Oh sure, the computer has some value, and loss because of its theft is part of the problem. But the real value of these stolen computers lies within the data they contain. The costs associated with the theft of computer data are literally hundreds if not thousands of times more valuable.

Data encryption is one way to insure that your computer's information stays protected from prying eyes. But most encryption products require the owner to remember passwords. Too often people choose easy to remember passwords such as their birth date or dog's name; by doing so, they unwittingly sacrifice the security of the data they are trying to protect.

Choosing an actual English word leaves your protection open to things like dictionary attacks. The only way to insure that a password will not succumb to being guessed is to choose one that isn't a real word. But the problem with cryptic passwords is that they are difficult to remember, especially if you need to keep track of several different ones.

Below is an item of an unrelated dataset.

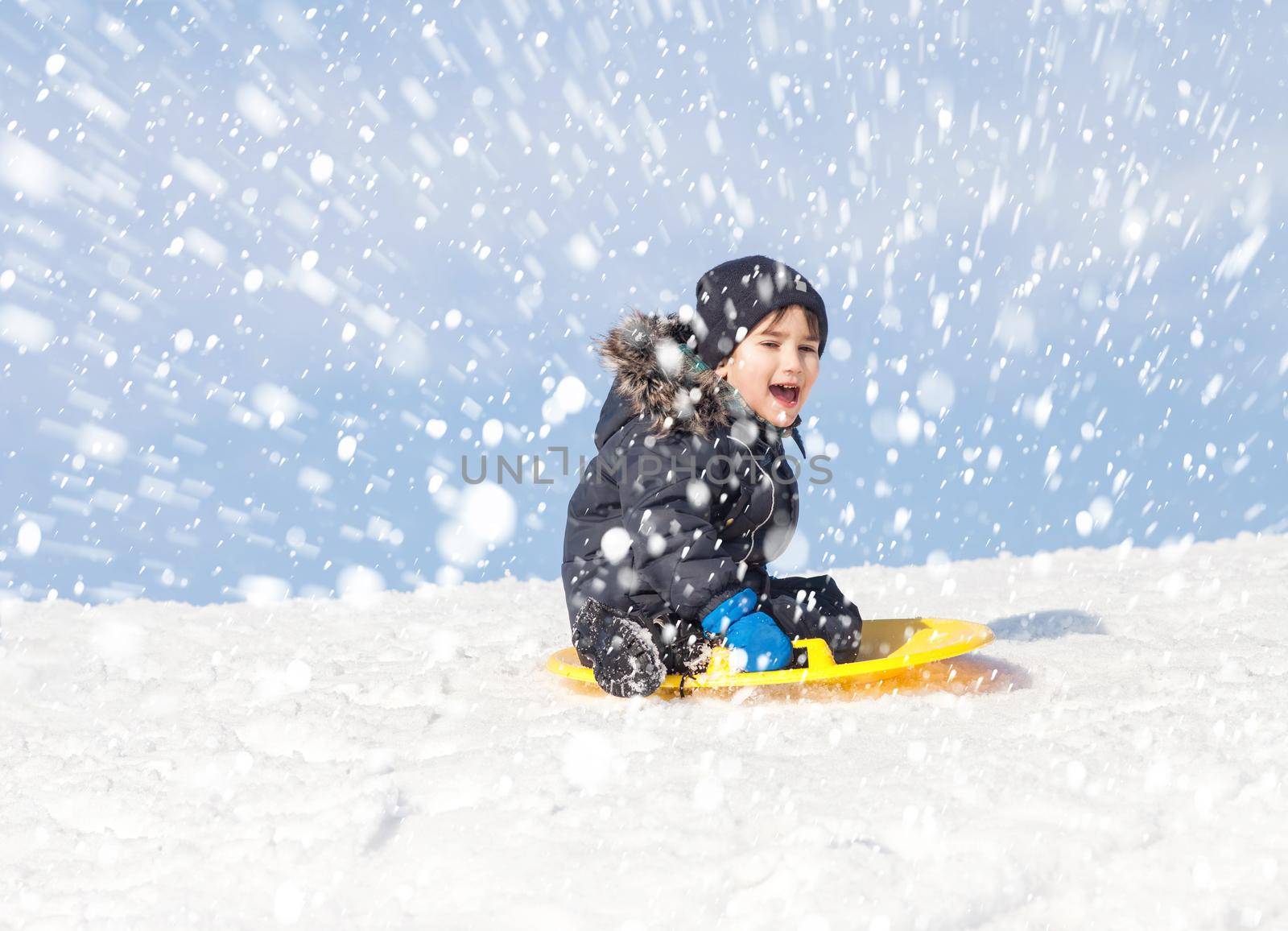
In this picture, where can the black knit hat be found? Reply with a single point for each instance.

However, another solution is to use a physical key that will unlock your computer's information. Two are available from Griffin Technologies.

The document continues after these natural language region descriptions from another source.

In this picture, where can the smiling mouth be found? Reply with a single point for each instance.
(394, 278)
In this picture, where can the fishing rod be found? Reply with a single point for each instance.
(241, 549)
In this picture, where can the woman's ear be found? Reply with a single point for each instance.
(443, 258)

The first version is called the SecuriKey ($149). The SecuriKey looks much like one of those USB flash memory drives that plugs into any available USB 1.1 or 2.0 port. But instead of containing memory, the SecuriKey contains a sophisticated decryption key that will give you access to your computer's data.

Using the included software, you install and configure the SecuriKey. You can designate that the entire hard drive be encrypted but Griffin recommends that you designate specific folders to be classified as confidential. While the key is inserted, you have full access to the information contained within these folders. In fact, they will appear completely normal to you or any application that wants to access their files. But when the key is removed, nothing within the specified folders will be available.

Other convenient options for your desktop computer let you unplug the key while the computer remains on. That way you can easily leave your computer unattended knowing the sensitive data is safe. Upon return, you can just plug it back in to regain access.

The SecuriKey package comes with two physical USB keys and software that works on both Windows and Macintosh OS X systems.

For families concerned more about what sites their children visit on the Internet, Griffin offers the ControlKey ($59.99). It uses the same "ignition-key" principle, but allows parents to limit access to specific Web addresses when it is not inserted; access to other sites only is possible when the key is inserted. ControlKey is available for the Windows platform only, and comes with a single key.

If you're looking for an effective way to keep your precious data secure without the hassles associated with memorizing complex passwords, either of these products may just be your solution. And if you lose all of your keys for either product, Griffin will make you a new key at a nominal charge if you have registered the product.